Shortages

Get Ready for a Pumpkin-Pie Shortage This Thanksgiving

Pie problems.
Pie problems. Photo: Emily Rose Bennett/Staff/The Augusta Chronicle

A pumpkin-pie-less Turkey Day surely somehow amounts to treason, but according to the AP, some crop experts are predicting canned pumpkin could all but run out by Thanksgiving. It appears the Midwest got a record amount of rainfall in June, enough to flood fields and rot out farmers’ pumpkin crops.

A nationwide shortage might sound odd — if, like most people, you assume pumpkins grow everywhere — but it turns out this just isn’t the case: About 90 percent actually come from somewhere within 90 miles of Peoria, Illinois, and the state’s pumpkin crop took a big hit, also dangling the possibility of jacked-up prices.

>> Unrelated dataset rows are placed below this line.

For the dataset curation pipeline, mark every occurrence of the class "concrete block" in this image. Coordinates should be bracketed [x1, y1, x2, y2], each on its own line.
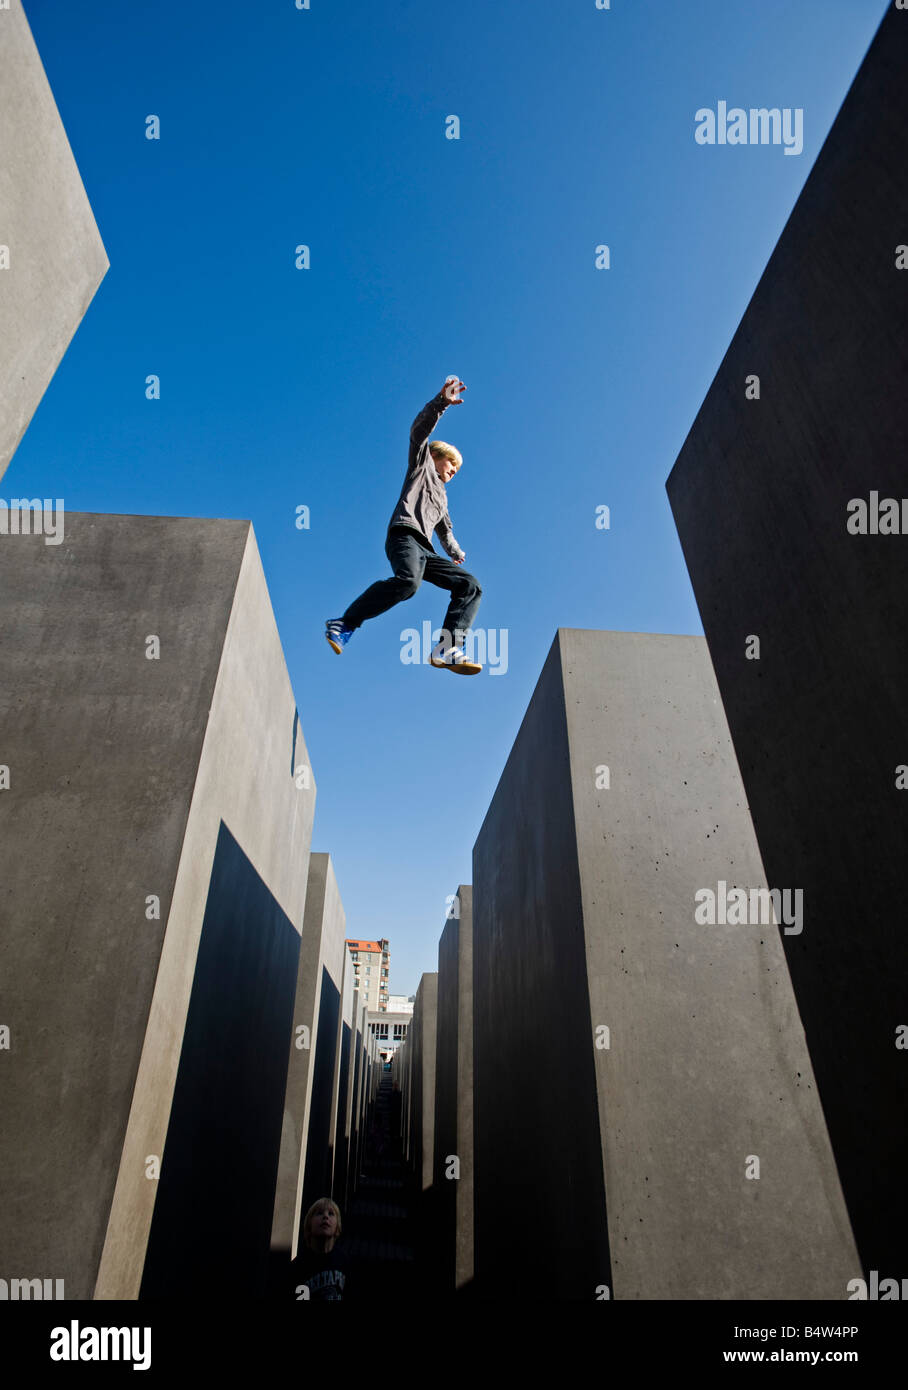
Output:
[472, 629, 858, 1300]
[272, 852, 346, 1263]
[666, 6, 908, 1274]
[340, 996, 367, 1212]
[434, 887, 474, 1290]
[0, 1, 108, 482]
[345, 1007, 365, 1210]
[328, 960, 358, 1211]
[333, 955, 355, 1202]
[140, 823, 300, 1299]
[409, 974, 438, 1193]
[0, 513, 315, 1298]
[399, 1034, 412, 1160]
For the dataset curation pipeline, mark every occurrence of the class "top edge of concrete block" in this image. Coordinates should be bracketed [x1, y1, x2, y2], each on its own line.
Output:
[6, 510, 256, 529]
[664, 4, 895, 496]
[0, 1, 110, 481]
[553, 628, 703, 642]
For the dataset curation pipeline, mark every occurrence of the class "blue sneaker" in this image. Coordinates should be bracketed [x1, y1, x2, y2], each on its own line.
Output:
[325, 619, 354, 654]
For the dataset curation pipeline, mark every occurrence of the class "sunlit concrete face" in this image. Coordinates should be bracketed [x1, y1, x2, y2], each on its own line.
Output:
[0, 513, 314, 1299]
[472, 629, 858, 1300]
[0, 2, 108, 482]
[666, 6, 908, 1278]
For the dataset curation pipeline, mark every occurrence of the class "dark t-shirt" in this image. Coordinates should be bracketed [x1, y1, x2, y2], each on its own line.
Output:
[291, 1242, 349, 1302]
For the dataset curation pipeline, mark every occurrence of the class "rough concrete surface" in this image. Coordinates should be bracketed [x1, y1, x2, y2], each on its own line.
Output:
[0, 513, 314, 1298]
[434, 887, 474, 1289]
[0, 1, 108, 481]
[666, 5, 908, 1274]
[472, 630, 859, 1299]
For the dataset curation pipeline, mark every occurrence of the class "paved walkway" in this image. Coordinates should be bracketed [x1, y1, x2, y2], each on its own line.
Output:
[343, 1076, 423, 1299]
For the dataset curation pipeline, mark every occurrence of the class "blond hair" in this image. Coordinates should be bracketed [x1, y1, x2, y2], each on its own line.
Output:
[429, 440, 462, 469]
[302, 1197, 342, 1251]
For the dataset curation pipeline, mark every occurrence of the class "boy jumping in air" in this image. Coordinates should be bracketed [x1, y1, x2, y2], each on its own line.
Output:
[325, 376, 483, 674]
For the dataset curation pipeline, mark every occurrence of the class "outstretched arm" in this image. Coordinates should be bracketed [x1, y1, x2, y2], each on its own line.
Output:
[410, 377, 466, 447]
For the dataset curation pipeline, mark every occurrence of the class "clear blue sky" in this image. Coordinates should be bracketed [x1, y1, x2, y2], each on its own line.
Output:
[17, 0, 887, 995]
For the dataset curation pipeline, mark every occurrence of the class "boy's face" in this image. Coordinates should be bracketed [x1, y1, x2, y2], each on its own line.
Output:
[431, 452, 459, 483]
[312, 1205, 337, 1239]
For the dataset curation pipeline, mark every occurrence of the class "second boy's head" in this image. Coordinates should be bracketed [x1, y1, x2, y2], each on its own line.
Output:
[430, 441, 462, 484]
[303, 1197, 341, 1251]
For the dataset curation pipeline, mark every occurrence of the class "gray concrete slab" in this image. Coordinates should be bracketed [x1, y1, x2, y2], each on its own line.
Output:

A rep for Libby’s, the canned-food company probably best known for its pumpkin-pie filling, reports that its supplies are down by a third this year. Libby’s will probably have supplies through November, but, “once we ship the remainder of the 2015 harvest, we’ll have no more Libby’s pumpkin to sell until harvest 2016.” So, bad news for the glut of December holidays, in other words.

And yet experts predict that there will still be plenty of pumpkins to feed the national obsession with jack-o’-lanterns. The only advice one crop scientist has for pie lovers is to strike early: “I would not wait until November 20. I’d buy it whenever it comes to the store.”